Aku, guru yang mengajarnya di kelas sebelas. Bukan guru pertama yang mengenalnya, tapi mungkin satu dari sedikit orang yang memperhatikannya lebih dekat. Ia tak banyak bicara, tapi nilai-nilainya diam-diam mendekati sempurna. Tidak pernah terlambat, tidak pernah membuat masalah, namun juga tidak pernah mengangkat tangan saat kutanya.
Suatu hari, aku menghampirinya saat jam istirahat.
“Bintang, kamu suka pelajaran informatika, ya?”
Dia hanya mengangguk pelan. Lalu, untuk pertama kalinya, ia menjawab.
“Informatika tidak mengharuskan saya bicara banyak, Pak. Cukup berpikir runtut dan menulis kode yang jelas. Rasanya seperti berbicara dengan mesin yang benar-benar mendengarkan.”
Jawaban itu seperti tamparan halus. Aku guru, tapi aku lupa bahwa tidak semua anak nyaman dengan dunia ramai. Sejak hari itu, aku mulai membangun jembatan pelan-pelan. Lewat catatan di kertas ulangan, lewat senyuman singkat saat bertemu di lorong sekolah. Tidak mendesak, tidak menuntut. Hanya hadir.
Ia mulai terbuka. Tidak dengan banyak kata, tapi dengan tanda-tanda kecil. Ia pernah menyelipkan coretan rumus di kertas tak bertuan, diletakkan di meja guru. Bukan untuk dinilai, hanya untuk dibaca. Ia juga mulai datang lebih awal ke kelas, duduk tenang membuka buku sebelum bel tanda masuk berbunyi. Semua ia lakukan dalam diam, tapi terasa seperti suara keras bagi yang ingin mendengar.
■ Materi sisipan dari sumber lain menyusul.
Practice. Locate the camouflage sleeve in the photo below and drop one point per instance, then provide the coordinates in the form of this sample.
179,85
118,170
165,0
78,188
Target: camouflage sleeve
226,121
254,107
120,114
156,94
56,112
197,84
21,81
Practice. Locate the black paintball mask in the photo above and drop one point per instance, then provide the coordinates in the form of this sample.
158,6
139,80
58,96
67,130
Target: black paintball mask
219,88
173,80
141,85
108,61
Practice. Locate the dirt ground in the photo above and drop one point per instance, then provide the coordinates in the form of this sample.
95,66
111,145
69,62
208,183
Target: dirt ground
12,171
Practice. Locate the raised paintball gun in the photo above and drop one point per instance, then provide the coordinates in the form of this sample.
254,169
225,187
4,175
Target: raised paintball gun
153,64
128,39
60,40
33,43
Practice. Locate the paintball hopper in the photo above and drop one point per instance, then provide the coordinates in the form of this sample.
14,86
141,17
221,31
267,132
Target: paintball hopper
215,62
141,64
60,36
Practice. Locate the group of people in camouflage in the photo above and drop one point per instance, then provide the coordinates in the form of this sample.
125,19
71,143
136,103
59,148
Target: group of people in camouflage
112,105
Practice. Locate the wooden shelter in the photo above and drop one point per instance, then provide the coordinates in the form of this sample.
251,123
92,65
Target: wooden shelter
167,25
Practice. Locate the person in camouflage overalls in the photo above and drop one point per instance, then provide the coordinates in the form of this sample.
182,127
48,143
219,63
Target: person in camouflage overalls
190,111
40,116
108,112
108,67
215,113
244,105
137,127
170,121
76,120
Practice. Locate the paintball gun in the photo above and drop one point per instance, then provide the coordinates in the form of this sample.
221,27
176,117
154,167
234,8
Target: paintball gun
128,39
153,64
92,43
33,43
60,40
Hingga suatu pagi, Bintang tidak hadir. Satu hari. Dua hari. Seminggu.
Aku khawatir, dan mencari tahu ke wali kelasnya. Tak ada kabar pasti, hanya informasi samar bahwa keluarganya sedang mengalami kesulitan. Aku tak tahan hanya menunggu. Maka, aku putuskan untuk datang ke rumahnya. Dengan alamat seadanya dari data sekolah, aku menempuh jalanan berlubang menuju sebuah dusun di pinggir kecamatan.
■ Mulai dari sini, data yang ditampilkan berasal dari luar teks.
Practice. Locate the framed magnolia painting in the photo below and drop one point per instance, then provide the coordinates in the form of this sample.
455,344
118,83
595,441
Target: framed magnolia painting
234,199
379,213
Rumahnya kecil, berdinding papan, dengan atap seng yang sebagian sudah karat. Ibunya menyambut dengan senyum lelah. Bintang sedang demam, kata beliau. Ayahnya bekerja serabutan di luar kota, dan penghasilan mereka nyaris tak cukup untuk makan, apalagi biaya berobat.
“Apa Bintang masih ingin sekolah, Bu?” tanyaku pelan.
Ibu Bintang menunduk. “Ia tidak pernah berhenti belajar, Pak. Tapi katanya, kalau terus sekolah, dia takut bikin beban.”
Aku diam, menatap bocah itu dari sela tirai. Tubuhnya terbaring, kurus, dengan buku pelajaran masih di sisi.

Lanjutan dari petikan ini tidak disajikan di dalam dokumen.